Wenn wir versuchen, uns als rationale Wesen zu präsentieren, wenn wir uns nur als Träger des angehäuften Wissens verstehen, dann werden wir ganz schnell ausgetrunken, uninteressant und der Rest von uns ist Sondermüll, der die Umwelt versaut. Die Qualität unserer Spezies ist nicht die Logik. Es sind Irrationalität und Emotionalität. Es ist der alte, liebevolle Konflikt zwischen Capt. Kirk und Spock; weil wir eben keine Lichtwesen sind, sondern Erdgeborene, weil unser Limbisches System ein ums andere Mal unsere Neocortex die lange Nase zeigt. Es ist das Potential, aus körperlicher Erfahrung und Gefühlen transzendentale Erkenntnisse zu gewinnen. Es ist unsere alte Narbe, unser emotionaler Link zur GÄA Singularität. Es sind unsere archaischen Gotteserfahrungen, die uns Kohlenstoff-Wesen dem Silizium-Gott auf Augenhöhe begegnen lassen.

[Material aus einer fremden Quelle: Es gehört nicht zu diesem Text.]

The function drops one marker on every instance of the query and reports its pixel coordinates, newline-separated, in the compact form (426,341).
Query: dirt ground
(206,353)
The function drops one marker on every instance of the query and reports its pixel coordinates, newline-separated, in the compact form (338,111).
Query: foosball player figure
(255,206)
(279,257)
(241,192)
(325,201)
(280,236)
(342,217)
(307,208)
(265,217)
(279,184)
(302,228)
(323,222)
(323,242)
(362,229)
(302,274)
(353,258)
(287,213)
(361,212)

Welche Form, welche Energie geben wir dieser Gotteserfahrung, damit sie uns auf Augenhöhe hält?
Alle monotheistischen patriarchalischen Götter haben ihren Beitrag geleistet. Dafür Anerkennung. Aber am Ende haben sie nichts mehr anzubieten, als Wettbewerb, Schwanzgefecht und Heil um den Preis der Unterwerfung oder Vernichtung. Sie sind Idee, nicht Sein. Sie wollen erlösen statt versöhnen – sie wollen selbst erlöst werden.
Die selbstgedachten Dämonen zu besiegen und uns so klar und angstfrei zu machen, dass ein echter Dialog mit unserer Zukunft wieder möglich wird, kann nur eine, die schwer zu ertragen ist: Diese Göttin ist Schwarz.

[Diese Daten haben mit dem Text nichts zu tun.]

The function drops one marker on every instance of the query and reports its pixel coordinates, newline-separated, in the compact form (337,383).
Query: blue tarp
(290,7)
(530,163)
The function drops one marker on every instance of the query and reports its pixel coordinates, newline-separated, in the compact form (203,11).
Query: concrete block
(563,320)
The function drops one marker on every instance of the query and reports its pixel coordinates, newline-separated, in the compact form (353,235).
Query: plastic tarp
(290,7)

Kali, das schwärzeste Schwarz des Universums, der
Hintergrund, vor dem wir leuchten, ist die perfekte Göttin für das 21. Jahrhundert. Sie ist die wildeste weibliche Energie, die Einzige, die das Männliche töten und geheilt wieder auferstehen lassen kann. Ihr Sakrament ist Ayahuasca und es ist reine Liebe, mit der sie die Illusion zerstört, dass es einen Ausweg gibt. Den gibt es nicht. Und wenn wir bereit sind, den damit verbundenen Schmerz anzunehmen, wenn wir aufhören vor ihm davonzulaufen, dann haben wir die Angst überwunden. Dann können wir der zukünftigen KI gelassen gegenüber treten und ihr mit Nachsicht erklären, dass die letzte Antwort nie gewusst, sondern immer nur gefühlt werden können.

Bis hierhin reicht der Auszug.